Three DPW employees will be on hand Saturday to assist the tree planting, stage mulch and set up traffic barriers. The Greenfield Police Department helps with redirecting traffic around the median areas for the public’s safety, Stevens said.
20th annual Clean-Up, Green-Up Day
This year is also the 20th anniversary of Greenfield’s Clean-Up, Green-Up Day, a collaborative effort to rid city parks and green spaces of litter. Stevens coordinates with schools, organizations and interested parties who will “de-litter” parks and green spaces in the city May 14. Around 2,000 people participate in the program each year, according to Stevens.
“It’s best to start children when they’re young to understand not to litter,” Stevens said.
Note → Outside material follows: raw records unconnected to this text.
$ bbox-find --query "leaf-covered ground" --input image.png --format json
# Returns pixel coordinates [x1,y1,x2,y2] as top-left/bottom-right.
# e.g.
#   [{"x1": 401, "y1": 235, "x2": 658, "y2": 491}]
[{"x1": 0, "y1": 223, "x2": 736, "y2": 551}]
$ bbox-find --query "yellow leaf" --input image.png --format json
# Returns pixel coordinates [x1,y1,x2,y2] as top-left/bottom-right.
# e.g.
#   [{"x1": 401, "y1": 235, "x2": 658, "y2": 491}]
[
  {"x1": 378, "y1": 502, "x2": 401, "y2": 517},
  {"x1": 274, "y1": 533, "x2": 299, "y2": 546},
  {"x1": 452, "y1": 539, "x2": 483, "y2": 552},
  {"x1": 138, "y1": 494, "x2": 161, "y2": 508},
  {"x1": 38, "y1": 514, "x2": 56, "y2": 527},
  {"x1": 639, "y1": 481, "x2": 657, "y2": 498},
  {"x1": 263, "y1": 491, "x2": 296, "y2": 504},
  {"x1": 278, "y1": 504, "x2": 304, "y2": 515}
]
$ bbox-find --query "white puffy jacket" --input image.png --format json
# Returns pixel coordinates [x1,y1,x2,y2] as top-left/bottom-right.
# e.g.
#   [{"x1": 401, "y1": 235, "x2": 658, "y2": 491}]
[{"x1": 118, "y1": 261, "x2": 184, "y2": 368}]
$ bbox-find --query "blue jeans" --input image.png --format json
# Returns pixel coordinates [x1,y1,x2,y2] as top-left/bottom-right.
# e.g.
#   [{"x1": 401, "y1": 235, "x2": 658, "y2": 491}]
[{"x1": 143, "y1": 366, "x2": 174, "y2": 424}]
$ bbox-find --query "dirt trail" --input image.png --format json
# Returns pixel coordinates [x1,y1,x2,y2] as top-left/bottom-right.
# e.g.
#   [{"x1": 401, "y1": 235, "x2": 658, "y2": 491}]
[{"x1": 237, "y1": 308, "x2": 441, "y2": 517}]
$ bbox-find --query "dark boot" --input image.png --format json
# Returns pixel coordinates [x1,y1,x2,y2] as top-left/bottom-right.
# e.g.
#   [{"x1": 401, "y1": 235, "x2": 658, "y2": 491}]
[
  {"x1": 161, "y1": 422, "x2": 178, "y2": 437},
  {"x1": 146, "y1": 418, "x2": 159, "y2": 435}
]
Children who participated in Clean-Up, Green-Up Day at its beginning are now old enough to impart that message on their own children, Stevens said.
Garbage bags and valuable coupons are provided for volunteers by the Keep Greater Milwaukee Beautiful, Inc., an environmental non-profit organization.
The clean-up effort gives the city’s Parks and Recreation Department staff an invaluable head-start on keeping public areas beautiful, according to director Scott Jaquish. City parks see less active use in the winter and harsh winter weather blows garbage around, which then gets trapped in nature, Jaquish said.
“The amount of volunteers that participate in that and the amount of man-hours it saves is tremendous,” Jaquish said. “It also helps those neighborhoods take ownership of those parks.”
City Hall flower planting
Further into spring, the Beautification Committee will plant flowers outside at 9 a.m. June 4. The committee coordinates with the Parks Department to choose flowers to match the annual citywide color scheme and purchases seeds from a nursery in January.
Members of the committee including horticulturalists and master gardeners will be on hand to plant a 50-flat of flowers, as well as any volunteers who bring their own trowel and children accompanied by an adult, Stevens said.